Servers megan and oscar are on the Elan network with eip addresses 132.6.1.2 and .4. Megan is also on the TCP network at 192.168.0.2 and routes between TCP and Elan. There is also a standalone router, router1, at Elan 132.6.1.10 and TCP 192.168.0.10. Clients are on either Elan or TCP.

7.2.1 Modprobe.conf

modprobe.conf is identical on all nodes, run:

options lnet 'ip2nets="tcp0 192.168.0.*; elan0 132.6.1.*"' \  'routes="tcp [2,10]@elan0; elan 192.168.0.[2,10]@tcp0"'

7.2.2 Start servers

To start router1, run:

modprobe lnet
lctl network configure

To start megan and oscar, run:

$ mkfs.lustre --fsname spfs --mdt --mgs /dev/sda
$ mkdir -p /mnt/test/mdt
$ mount -t lustre /dev/sda /mnt/test/mdt	
$ mount -t lustre mgs16@tcp0,1@elan:/testfs /mnt/testfs

7.2.3 Start clients

For the TCP client, run:

mount -t lustre megan:/mdsA/client /mnt/lustre/

For the Elan client, run:

mount -t lustre 2@elan0:/mdsA/client /mnt/lustre


7.3 Load Balancing with Infiniband

There is one OSS with two infiniband HCAs. Lustre clients have only one Infiniband HCA using native Lustre drivers of o2ibind. Load balancing is done on both HCAs on the OSS with the help of LNET.

7.3.1 Modprobe.conf

Lustre users have options available on following networks.

options lnet ip2nets= "o2ib0(ib0),o2ib1(ib1) 192.168.10.1.[101-102] 
options lnet ip2nets=o2ib0(ib0) 192.168.10.[103-253/2] 
options lnet ip2nets=o2ib1(ib0) 192.168.10.[102-254/2]

7.3.2 Start servers

To start the MGS and MDT server, run:

modprobe lnet

To start MGS and MDT, run:

$ mkfs.lustre --fsname lustre --mdt --mgs /dev/sda
$ mkdir -p /mnt/test/mdt
$ mount -t lustre /dev/sda /mnt/test/mdt	
$ mount -t lustre mgs@o2ib0:/lustre /mnt/mdt

To start the OSS, run:

$ mkfs.lustre --fsname lustre --ost --mgsnode=mds@o2ib0 /dev/sda
$ mkdir -p /mnt/test/mdt
$ mount -t lustre /dev/sda /mnt/test/ost	
$ mount -t lustre mgs@o2ib0:/lustre /mnt/ost

7.3.3 Start clients

For the TCP client, run:

mount -t lustre
192.168.10.101@o2ib0,192.168.10.102@o2ib1:/mds/client /mnt/lustre
 


7.4 Multi-Rail Configurations with LNET

To aggregate bandwidth across both rails of a dual-rail IB cluster (o2iblnd)[1] using LNET, consider these points:

As an example, consider a two-rail IB cluster running the OFA stack (OFED) with these IPoIB address assignments.

		ib0						ib1
Servers		192.168.0.*						192.168.1.*
Clients		192.168.[2-127].*						192.168.[128-253].*

You could create these configurations:

ip2nets="o2ib0(ib0),				o2ib1(ib1)	192.168.[0-1].*									#all servers;\
				o2ib0(ib0)			192.168.[2-253].[0-252/2]	#even clients;\
				o2ib1(ib1)			192.168.[2-253].[1-253/2]	#odd clients"

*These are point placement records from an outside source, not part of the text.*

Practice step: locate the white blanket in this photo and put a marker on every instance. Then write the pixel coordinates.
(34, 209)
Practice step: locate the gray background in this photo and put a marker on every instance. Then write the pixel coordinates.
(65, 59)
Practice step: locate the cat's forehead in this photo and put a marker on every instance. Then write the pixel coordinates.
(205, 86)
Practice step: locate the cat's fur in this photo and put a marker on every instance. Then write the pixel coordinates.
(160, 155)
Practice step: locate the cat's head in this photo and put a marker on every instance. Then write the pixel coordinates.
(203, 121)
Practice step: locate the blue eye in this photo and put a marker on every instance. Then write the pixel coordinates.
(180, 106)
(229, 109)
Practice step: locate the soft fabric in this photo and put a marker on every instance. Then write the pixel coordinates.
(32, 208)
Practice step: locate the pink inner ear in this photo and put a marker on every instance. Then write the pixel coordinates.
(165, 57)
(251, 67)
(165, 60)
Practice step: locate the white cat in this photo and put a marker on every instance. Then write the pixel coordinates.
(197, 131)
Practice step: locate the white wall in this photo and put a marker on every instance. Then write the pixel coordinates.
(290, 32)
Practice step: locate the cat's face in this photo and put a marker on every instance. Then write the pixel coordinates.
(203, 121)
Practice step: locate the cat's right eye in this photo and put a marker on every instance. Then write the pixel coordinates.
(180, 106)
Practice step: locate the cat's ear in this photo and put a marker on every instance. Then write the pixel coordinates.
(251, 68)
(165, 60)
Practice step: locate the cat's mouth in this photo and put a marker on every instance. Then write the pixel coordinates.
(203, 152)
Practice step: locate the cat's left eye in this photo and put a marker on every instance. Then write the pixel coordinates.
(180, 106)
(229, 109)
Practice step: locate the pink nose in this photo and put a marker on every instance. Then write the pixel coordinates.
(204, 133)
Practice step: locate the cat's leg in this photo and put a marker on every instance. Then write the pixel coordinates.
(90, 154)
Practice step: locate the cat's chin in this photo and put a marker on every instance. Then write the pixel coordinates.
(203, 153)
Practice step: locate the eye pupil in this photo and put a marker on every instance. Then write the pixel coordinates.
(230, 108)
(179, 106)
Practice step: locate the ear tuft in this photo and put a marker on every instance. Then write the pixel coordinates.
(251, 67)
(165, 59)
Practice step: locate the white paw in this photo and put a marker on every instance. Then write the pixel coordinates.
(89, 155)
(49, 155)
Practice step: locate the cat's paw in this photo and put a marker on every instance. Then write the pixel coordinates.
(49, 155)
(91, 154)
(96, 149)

This configuration gives every server two NIDs, one on each network, and statically load-balances clients between the rails.

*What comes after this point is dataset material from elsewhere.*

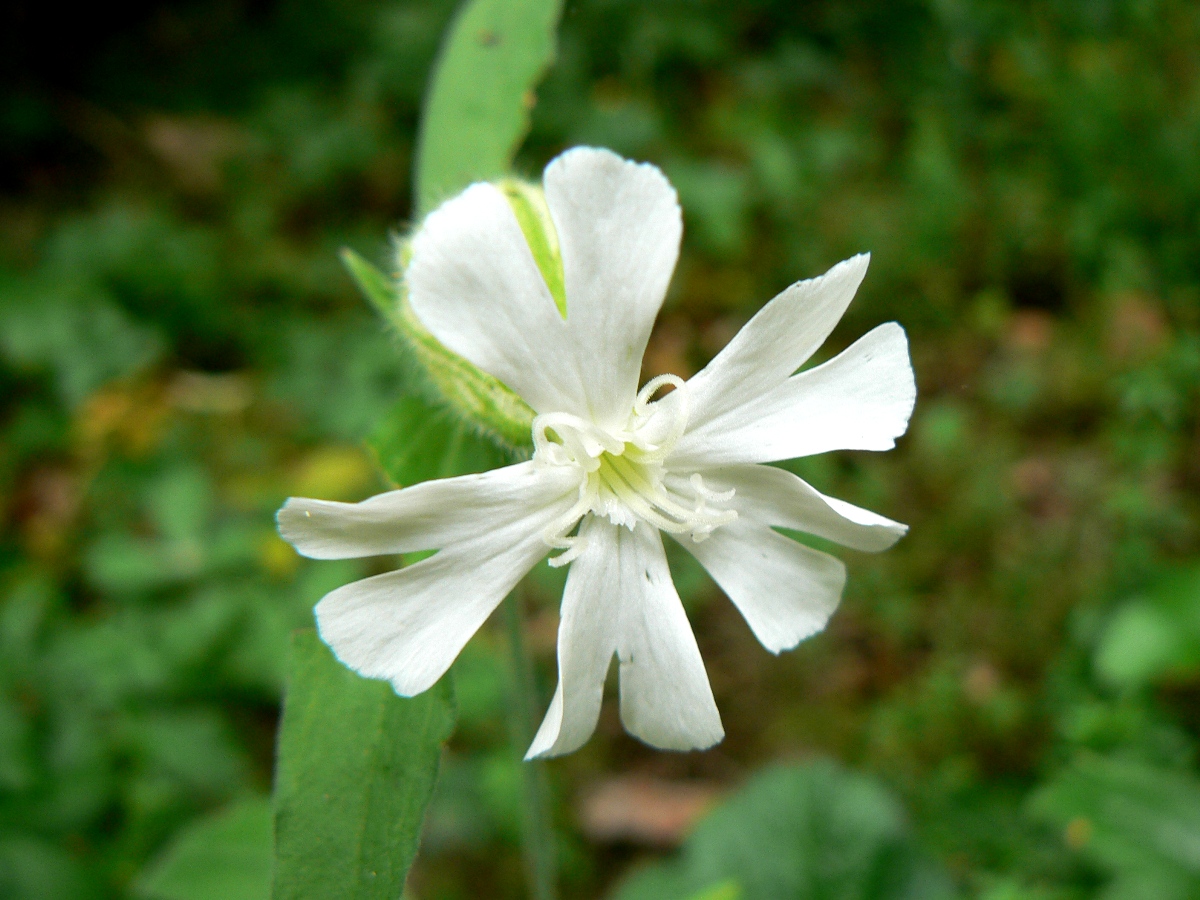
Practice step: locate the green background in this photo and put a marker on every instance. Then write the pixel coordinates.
(1013, 693)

ip2nets="	o2ib0(ib0)						192.168.[0-1].[0-252/2]							#even servers;\
	o2ib1(ib1)						192.168.[0-1].[1-253/2]							#odd servers;\
	o2ib0(ib0),o2ib1(ib1)						192.168.[2-253].*							#clients"

This configuration gives every server a single NID on one rail or the other. Clients have a NID on both rails.

ip2nets=”	o2ib0(ib0),o2ib2(ib1)						192.168.[0-1].[0-252/2]							#even servers;\
	o2ib1(ib0),o2ib3(ib1)						192.168.[0-1].[1-253/2]							#odd servers;\
	o2ib0(ib0),o2ib3(ib1)						192.168.[2-253].[0-252/2)	#even clients;\
	o2ib1(ib0),o2ib2(ib1)						192.168.[2-253].[1-253/2)	#odd clients"

This configuration includes two additional proxy o2ib networks to work around Lustre's simplistic NID selection algorithm. It connects "even" clients to "even" servers with o2ib0 on rail0, and "odd" servers with o2ib3 on rail1. Similarly, it connects "odd" clients to "odd" servers with o2ib1 on rail0, and "even" servers with o2ib2 on rail1.

 


1 (Footnote) Multi-rail configurations are only supported by o2iblnd; other IB LNDs do not support multiple interfaces.